Momen-momen seperti ini adalah yang membuat NBA begitu dinamis dan menarik. Kemunculan kejutan dari pemain yang tidak terduga, perubahan strategi tim, dan evolusi individu yang tak terduga selalu menjadi bahan perbincangan. Drummond, dengan lemparan tiga angkanya, telah menjadi salah satu narasi menarik di musim ini.
Perjalanannya dari seorang center dominan di area kunci menjadi ancaman dari garis tiga angka adalah bukti bahwa adaptasi adalah kunci kelangsungan karier di liga yang terus berubah ini. Ia tidak hanya bertahan, tetapi juga berkembang, menambahkan lapisan baru pada permainannya yang membuat lawan harus berpikir dua kali.
Sejarah Drummond menunjukkan konsistensi dalam perannya sebagai rebounder dan defender tangguh. Penambahan elemen baru ini bukan menggantikan peran utamanya, melainkan melengkapinya. Ia tidak perlu menjadi penembak tiga angka terbaik, cukup menjadi ancaman yang kredibel yang bisa dimanfaatkan.
Kemampuan Drummond untuk mengeksekusi tembakan tiga angka di momen krusial juga menunjukkan perkembangan mentalnya. Percaya diri untuk mengambil tembakan tersebut, terutama ketika skor ketat dan tekanan tinggi, adalah tanda kedewasaan dan kepercayaan diri yang telah terbangun.
Meskipun banyak pemain mungkin menganggap remeh potensi tembakan tiga angka dari center seperti Drummond, statistik membuktikan sebaliknya. Ia telah membuktikan bahwa dengan kesempatan dan kerja keras, bahkan elemen permainan yang paling tidak terduga pun bisa menjadi senjata mematikan.

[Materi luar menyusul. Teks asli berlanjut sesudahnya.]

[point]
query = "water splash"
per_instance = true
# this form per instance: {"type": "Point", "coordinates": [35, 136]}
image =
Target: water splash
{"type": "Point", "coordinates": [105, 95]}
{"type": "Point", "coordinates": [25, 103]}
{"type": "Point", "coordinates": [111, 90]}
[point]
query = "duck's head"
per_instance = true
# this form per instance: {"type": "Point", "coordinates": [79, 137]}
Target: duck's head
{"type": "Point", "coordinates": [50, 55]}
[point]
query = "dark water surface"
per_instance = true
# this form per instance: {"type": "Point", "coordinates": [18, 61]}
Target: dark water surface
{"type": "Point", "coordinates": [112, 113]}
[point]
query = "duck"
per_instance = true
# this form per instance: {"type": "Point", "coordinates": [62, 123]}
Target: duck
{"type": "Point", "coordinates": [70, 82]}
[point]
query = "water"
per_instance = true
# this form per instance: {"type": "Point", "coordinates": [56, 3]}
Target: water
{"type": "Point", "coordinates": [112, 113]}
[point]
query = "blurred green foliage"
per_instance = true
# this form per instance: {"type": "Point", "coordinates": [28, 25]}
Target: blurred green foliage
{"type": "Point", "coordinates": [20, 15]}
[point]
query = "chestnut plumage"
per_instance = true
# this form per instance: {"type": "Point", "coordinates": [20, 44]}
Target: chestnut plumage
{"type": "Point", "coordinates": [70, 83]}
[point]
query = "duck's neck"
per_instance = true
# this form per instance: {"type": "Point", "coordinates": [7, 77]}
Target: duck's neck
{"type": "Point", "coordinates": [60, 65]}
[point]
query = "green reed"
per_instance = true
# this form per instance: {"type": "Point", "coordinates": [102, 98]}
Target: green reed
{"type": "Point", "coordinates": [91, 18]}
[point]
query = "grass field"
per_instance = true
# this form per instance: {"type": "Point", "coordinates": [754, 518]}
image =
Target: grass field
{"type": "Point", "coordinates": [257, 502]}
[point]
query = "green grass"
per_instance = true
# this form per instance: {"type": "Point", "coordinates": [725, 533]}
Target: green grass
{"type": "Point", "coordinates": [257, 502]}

Transformasi Drummond menjadi ancaman tiga angka adalah pengingat bahwa permainan bola basket selalu berkembang. Pemain yang paling sukses adalah mereka yang mampu beradaptasi dan menambahkan elemen baru ke dalam permainan mereka, tidak peduli seberapa tidak terduga elemen tersebut.
Dengan playoff di depan mata, kehadiran Drummond sebagai ancaman tiga angka yang kredibel bisa menjadi faktor kejutan yang berharga bagi Sixers. Lawan yang hanya fokus pada kekuatan tradisional Sixers di area kunci mungkin akan terkejut dengan kemampuan tambahan yang ia bawa ke lapangan.
Pada akhirnya, Drummond telah membuktikan bahwa batasan dalam permainan bola basket seringkali hanyalah persepsi. Dengan dedikasi dan kecerdasan taktis, bahkan pemain yang paling tidak mungkin pun bisa menemukan cara untuk memberikan kontribusi yang signifikan dan mengejutkan, mengubah arah permainan dan bahkan karier mereka.